John Bunyan – inspires us to be brave pilgrims for Jesus even if the establishment hates us
1628 – 1688
John Bunyan was a Puritan preacher and writer, best remembered for authoring Pilgrim’s Progress, one of the most significant Christian books and English novels of all time. He was imprisoned for 12 years during the restoration of the English monarchy in 1660, and during this time in Bedford prison, he wrote his autobiography Grace Abounding to the Chief of Sinners and began his work on Pilgrim’s Progress.
Bunyan was born into a poor family, and describes his early life as one of open rebellion against God. He describes his conversion as a long slow process of understanding the wonderful grace of God. Helped by his wife, Bunyan recalls being profoundly affected by a group of women discussing the ‘new life’ they had found in Jesus and the transforming work of God in their hearts – ‘they spake as if joy did make them speak; they spake with such pleasantness of scripture language, and with such appearance of grace in all they said, that they were to me, as if they had found a new world.’
Bunyan slowly began to trust Jesus as his Lord and Saviour. He joined the same church those women attended, and it was there he was arrested while preaching in 1660 (because preaching outside the Church of England became illegal). Upon his release he again devoted himself to preaching and writing full-time.
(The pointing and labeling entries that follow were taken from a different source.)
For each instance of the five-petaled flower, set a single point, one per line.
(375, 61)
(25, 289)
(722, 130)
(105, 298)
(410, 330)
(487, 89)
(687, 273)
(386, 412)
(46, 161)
Pilgrim’s Progress uses dramatic imagery in a stunning narrative following ‘Christian’ on his journey from the ‘City of Destruction’ (this world) to the ‘Celestial City’ (heaven). ‘Christian’ encounters many helps and many dangers along the way, providing an extended metaphor of the Christian life. The gripping narrative is linked throughout to countless passages of Scripture and has been a powerful source of encouragement and warning to countless Christians.